You Don't Have a Stress Problem. You Have a Life Management Problem.
- Chris Turner
- Jun 9
- 3 min read
That phrase didn’t come from a deep personal breakdown. I didn’t write it in the middle of a crisis or after a breakthrough coaching session. I was just reading one morning, and the words came out of the page and onto my notepad.

“You don’t have a stress problem. You have a life management problem.”
It’s been sitting with me ever since. And the more I reflect on it, the more I realize how often it applies—to others, sure, but mostly to myself.
Because I do deal with stress. I have systems in place. I have a morning routine I like, a task manager I use, and I usually know what my priorities are. But stress still shows up. That low-level tension. That sneaky background hum of “there’s too much” or “what if I drop the ball?” Even when life’s going well, it’s still there.
And when I really look at it, stress isn’t usually about the thing I think it’s about.
It’s not the email inbox or the task I’ve been avoiding. It’s what’s going on underneath. Sometimes it’s the buildup of small things I didn’t deal with earlier. Sometimes it’s fear—usually of not being accepted, not being enough. Sometimes it’s just the way I’ve let too many things live rent-free in my head for too long. And every now and then, it’s simply exhaustion from trying to manage everything on my own, all the time.
Here’s where life management comes in—not as a buzzword, but as something real. Something that looks like taking a deep breath before diving into your inbox after a few days away. Something that looks like writing down what needs to happen this week and realizing it’s not quite as bad as it felt five minutes ago. Something that looks like getting back into a habit you drifted from—not because you’re trying to “optimize,” but because you remember how it made you feel.

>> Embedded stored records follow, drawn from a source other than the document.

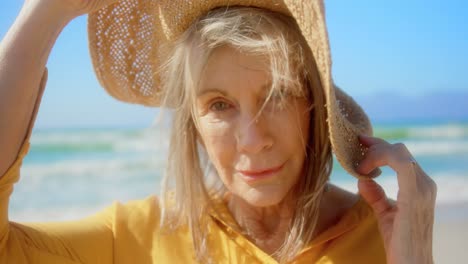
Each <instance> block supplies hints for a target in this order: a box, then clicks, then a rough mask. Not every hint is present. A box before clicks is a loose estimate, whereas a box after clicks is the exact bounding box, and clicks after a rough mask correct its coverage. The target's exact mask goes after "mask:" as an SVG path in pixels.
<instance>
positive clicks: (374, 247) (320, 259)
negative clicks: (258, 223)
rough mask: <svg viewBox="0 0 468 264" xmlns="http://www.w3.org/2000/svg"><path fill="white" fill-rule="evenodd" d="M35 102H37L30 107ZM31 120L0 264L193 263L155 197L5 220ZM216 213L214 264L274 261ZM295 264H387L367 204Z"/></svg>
mask: <svg viewBox="0 0 468 264" xmlns="http://www.w3.org/2000/svg"><path fill="white" fill-rule="evenodd" d="M42 89H43V87H42ZM39 102H40V96H39V98H38V100H37V103H36V104H37V105H36V106H38V104H39ZM36 111H37V107H36ZM35 115H36V113H34V115H33V118H32V121H31V124H30V128H29V131H28V133H27V136H26V139H25V140H24V143H23V146H22V148H21V150H20V152H19V154H18V157H17V159H16V161H15V162H14V163H13V164H12V166H11V167H10V168H9V169H8V171H7V172H6V173H5V174H4V175H3V176H2V177H1V178H0V263H2V264H3V263H15V264H20V263H47V264H51V263H140V264H144V263H159V264H164V263H194V262H195V261H194V251H193V246H192V243H191V238H190V232H189V230H188V228H187V227H183V228H180V229H178V230H176V231H174V232H172V233H164V232H162V233H161V232H159V228H158V227H159V215H160V208H159V205H158V199H157V197H155V196H150V197H148V198H146V199H143V200H138V201H132V202H129V203H127V204H120V203H114V204H113V205H112V206H110V207H109V208H107V209H105V210H103V211H102V212H100V213H98V214H96V215H94V216H91V217H89V218H85V219H82V220H78V221H70V222H59V223H15V222H11V221H9V219H8V203H9V197H10V194H11V192H12V190H13V184H14V183H16V182H17V181H18V180H19V175H20V167H21V163H22V160H23V158H24V156H25V155H26V153H27V152H28V149H29V136H30V134H31V127H32V125H33V124H32V123H34V118H35ZM216 209H217V210H216V211H217V212H218V213H217V214H216V216H215V215H214V214H213V215H207V216H206V217H208V220H209V225H210V234H209V237H208V245H209V252H210V254H211V256H212V258H213V260H214V263H249V264H250V263H277V262H276V261H275V260H274V259H273V258H271V257H270V256H269V255H268V254H266V253H265V252H263V251H262V250H260V249H259V248H257V247H256V246H255V245H254V244H253V243H251V242H250V241H249V240H247V239H246V238H245V237H244V236H243V235H242V234H240V233H238V232H236V231H235V230H234V229H233V228H231V227H233V226H236V224H235V221H234V220H233V218H232V216H231V214H230V212H229V210H228V209H227V208H226V206H225V205H224V204H223V203H217V206H216ZM293 263H296V264H299V263H328V264H330V263H338V264H341V263H385V251H384V247H383V242H382V239H381V236H380V233H379V231H378V228H377V223H376V219H375V217H374V216H373V214H372V211H371V209H370V208H369V206H368V205H367V204H366V203H365V201H364V200H362V199H360V200H359V201H358V202H357V203H356V204H355V205H354V206H353V207H352V208H351V209H350V210H349V211H348V212H347V213H346V214H345V215H344V216H343V217H342V218H341V219H340V220H339V221H338V222H337V223H336V225H334V226H333V227H331V228H330V229H328V230H326V231H325V232H323V233H322V234H321V235H319V236H318V237H317V238H316V239H314V241H312V243H311V244H310V245H308V246H307V247H306V248H305V249H304V250H303V251H302V252H301V253H300V255H299V256H298V257H297V258H296V259H295V260H294V262H293Z"/></svg>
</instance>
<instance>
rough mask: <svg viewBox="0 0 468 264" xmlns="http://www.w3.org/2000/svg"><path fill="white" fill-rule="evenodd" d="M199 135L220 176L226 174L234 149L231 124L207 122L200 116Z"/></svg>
mask: <svg viewBox="0 0 468 264" xmlns="http://www.w3.org/2000/svg"><path fill="white" fill-rule="evenodd" d="M200 137H201V139H202V141H203V145H204V146H205V149H206V152H207V153H208V156H209V158H210V160H211V162H212V163H213V165H214V166H215V168H216V170H217V171H218V172H219V174H220V176H222V175H223V174H226V173H227V172H228V171H229V170H230V168H231V167H232V164H233V163H232V162H233V159H234V155H235V149H236V148H235V140H234V134H233V129H232V126H231V125H230V124H229V123H227V122H208V121H207V120H204V119H203V118H202V119H200Z"/></svg>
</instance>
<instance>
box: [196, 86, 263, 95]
mask: <svg viewBox="0 0 468 264" xmlns="http://www.w3.org/2000/svg"><path fill="white" fill-rule="evenodd" d="M269 87H271V82H268V83H267V84H264V85H262V87H261V89H262V91H263V90H266V89H268V88H269ZM207 93H220V94H222V95H223V96H228V94H227V93H226V92H225V91H223V90H221V89H218V88H208V89H201V90H200V91H198V92H197V97H200V96H203V95H205V94H207Z"/></svg>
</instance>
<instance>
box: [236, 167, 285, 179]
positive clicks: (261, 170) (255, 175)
mask: <svg viewBox="0 0 468 264" xmlns="http://www.w3.org/2000/svg"><path fill="white" fill-rule="evenodd" d="M283 166H284V164H281V165H280V166H276V167H271V168H267V169H260V170H238V171H239V172H240V173H241V174H242V176H244V178H245V179H246V180H247V181H254V180H259V179H264V178H268V177H271V176H273V175H275V174H277V173H278V172H279V171H281V169H282V168H283Z"/></svg>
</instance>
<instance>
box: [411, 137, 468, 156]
mask: <svg viewBox="0 0 468 264" xmlns="http://www.w3.org/2000/svg"><path fill="white" fill-rule="evenodd" d="M404 143H405V145H406V146H407V147H408V150H409V151H410V152H411V153H412V154H413V155H415V156H434V155H459V154H468V140H424V141H411V140H408V141H405V142H404Z"/></svg>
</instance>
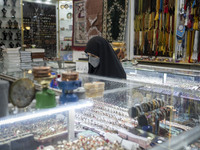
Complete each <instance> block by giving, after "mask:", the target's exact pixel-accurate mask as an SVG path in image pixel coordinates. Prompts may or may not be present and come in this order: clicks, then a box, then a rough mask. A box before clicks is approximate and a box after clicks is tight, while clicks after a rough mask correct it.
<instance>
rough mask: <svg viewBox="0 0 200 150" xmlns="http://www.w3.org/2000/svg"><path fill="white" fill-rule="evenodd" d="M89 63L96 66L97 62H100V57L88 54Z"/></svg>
mask: <svg viewBox="0 0 200 150" xmlns="http://www.w3.org/2000/svg"><path fill="white" fill-rule="evenodd" d="M89 63H90V64H91V65H92V66H93V67H94V68H96V67H97V66H98V65H99V63H100V58H99V57H93V56H89Z"/></svg>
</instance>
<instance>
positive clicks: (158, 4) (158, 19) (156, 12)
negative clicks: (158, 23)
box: [154, 0, 160, 21]
mask: <svg viewBox="0 0 200 150" xmlns="http://www.w3.org/2000/svg"><path fill="white" fill-rule="evenodd" d="M159 7H160V0H157V3H156V16H155V19H154V20H155V21H157V20H159Z"/></svg>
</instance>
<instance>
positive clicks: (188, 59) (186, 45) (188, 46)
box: [186, 30, 191, 62]
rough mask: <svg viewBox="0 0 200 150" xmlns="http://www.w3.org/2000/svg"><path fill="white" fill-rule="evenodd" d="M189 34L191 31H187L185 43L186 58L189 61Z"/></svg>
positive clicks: (189, 33) (188, 61)
mask: <svg viewBox="0 0 200 150" xmlns="http://www.w3.org/2000/svg"><path fill="white" fill-rule="evenodd" d="M190 34H191V31H189V30H188V31H187V44H186V59H187V60H188V62H189V56H190Z"/></svg>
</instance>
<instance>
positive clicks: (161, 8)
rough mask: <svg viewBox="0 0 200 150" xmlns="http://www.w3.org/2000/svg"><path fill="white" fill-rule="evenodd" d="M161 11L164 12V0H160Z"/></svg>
mask: <svg viewBox="0 0 200 150" xmlns="http://www.w3.org/2000/svg"><path fill="white" fill-rule="evenodd" d="M159 12H160V13H162V12H163V0H160V9H159Z"/></svg>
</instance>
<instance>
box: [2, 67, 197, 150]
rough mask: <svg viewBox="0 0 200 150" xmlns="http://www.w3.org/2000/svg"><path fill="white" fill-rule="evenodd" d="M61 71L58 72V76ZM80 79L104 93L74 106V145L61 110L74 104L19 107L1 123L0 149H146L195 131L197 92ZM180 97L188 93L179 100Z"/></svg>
mask: <svg viewBox="0 0 200 150" xmlns="http://www.w3.org/2000/svg"><path fill="white" fill-rule="evenodd" d="M64 71H65V70H57V73H58V74H61V73H62V72H64ZM30 76H31V75H30ZM79 79H80V80H81V81H82V88H83V87H84V84H85V83H88V82H89V83H91V82H97V81H100V82H104V83H105V91H104V95H103V97H93V98H89V99H87V100H84V99H83V100H81V99H80V100H79V102H78V103H81V105H85V104H87V105H89V106H90V107H84V108H82V107H78V108H80V109H77V110H76V111H75V112H74V118H75V120H74V123H73V125H72V126H73V127H74V131H75V136H74V137H75V139H74V141H72V142H71V143H69V142H68V141H67V139H68V138H67V131H68V130H67V127H68V122H67V119H66V118H68V116H67V115H66V114H67V113H66V112H70V111H71V109H72V108H73V107H76V106H79V104H78V103H74V105H73V106H72V105H70V110H68V108H69V107H67V106H66V107H65V106H64V108H63V109H62V108H61V107H62V106H57V107H56V108H53V109H47V110H35V109H24V110H23V112H21V113H20V114H16V115H15V116H12V115H11V116H8V119H0V130H2V131H1V133H3V134H4V136H0V137H2V139H1V141H2V142H1V145H2V146H7V145H8V144H6V143H8V142H11V144H10V145H12V147H13V149H15V146H16V147H17V146H19V143H20V142H21V143H22V142H23V143H24V144H21V145H20V146H22V145H23V146H24V147H23V148H22V147H20V148H21V149H25V148H27V147H26V146H27V145H29V146H30V145H35V147H34V146H33V147H34V148H35V149H36V148H38V149H42V148H49V149H56V150H63V149H70V148H75V149H76V148H78V149H80V148H81V147H82V145H83V144H86V147H85V148H84V149H91V148H92V147H93V148H97V147H101V148H102V144H103V143H104V146H108V145H109V146H108V147H109V148H108V149H113V148H114V149H138V148H139V149H150V148H156V147H157V146H159V145H160V146H162V144H163V143H165V142H168V140H169V141H171V140H173V139H174V138H176V137H180V138H182V137H183V136H182V135H183V134H184V135H185V136H187V135H188V134H189V133H190V132H193V130H195V129H196V130H195V131H196V132H199V129H197V128H198V127H199V114H200V103H199V99H197V98H194V97H191V95H193V96H196V97H198V98H199V97H200V94H199V92H198V91H195V90H187V89H183V88H181V87H179V88H176V87H170V86H165V85H158V84H150V83H140V82H132V81H128V80H118V79H111V78H105V77H99V76H92V75H88V74H79ZM94 92H95V91H94ZM183 93H187V94H189V95H186V96H185V97H184V95H183ZM189 96H190V97H189ZM82 102H83V103H82ZM91 105H92V106H91ZM25 110H27V111H29V112H28V114H26V113H25ZM62 110H63V111H64V112H63V111H62ZM54 112H55V113H54ZM72 112H73V111H72ZM30 114H31V115H30ZM32 114H34V115H32ZM30 116H31V117H30ZM12 117H13V118H12ZM29 117H30V118H29ZM15 118H16V119H15ZM13 125H14V127H13ZM66 126H67V127H66ZM8 129H10V130H8ZM63 132H65V133H63ZM24 133H25V134H24ZM63 134H64V135H63ZM5 135H6V136H5ZM26 137H28V139H29V140H28V143H27V138H26ZM188 137H189V136H188ZM195 137H196V136H195ZM198 138H199V137H196V138H195V140H193V141H190V142H188V145H187V146H188V147H190V148H192V147H194V145H198V144H199V143H198ZM185 139H186V138H185ZM186 140H187V139H186ZM25 141H26V142H25ZM193 142H195V143H194V144H192V143H193ZM89 143H95V144H93V145H91V144H89ZM119 143H120V144H119ZM176 144H177V143H176ZM34 148H33V149H34ZM170 148H172V149H173V145H171V147H169V146H168V145H167V147H166V149H170ZM195 148H197V146H195Z"/></svg>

Life management isn’t about perfection or control. It’s about knowing yourself well enough to know when you’re drifting off-course—and gently guiding yourself back.
It’s also about honesty. I used to tell myself I did my best work under pressure, like that made procrastination a strategy. It wasn’t. That was fear in disguise. I can see it now. I was afraid to start. Afraid I wouldn’t be accepted. Afraid it wouldn’t be good enough. GRIT took longer to become real than it should have—because of that same fear.
So no, this isn’t a lecture on how to eliminate stress. I don’t think that’s even the goal. This is a reminder—for you and for me—that we do have more say than we sometimes admit.
There’s usually something small we can do. Something next. Even if it’s just closing your eyes for a moment, taking a few slow breaths, and deciding what the next task is—not the whole mountain, just the next step.
If you’re feeling it right now—tight chest, spinning thoughts, low-grade overwhelm—don’t try to solve everything. Just ask: what’s one thing I can move on today? Not because it will fix everything, but because it’s a move forward.
That’s what life management looks like. Not doing more. Just doing the next thing with a little more clarity, and a little less noise.
And if that feels like enough for today, then it probably is.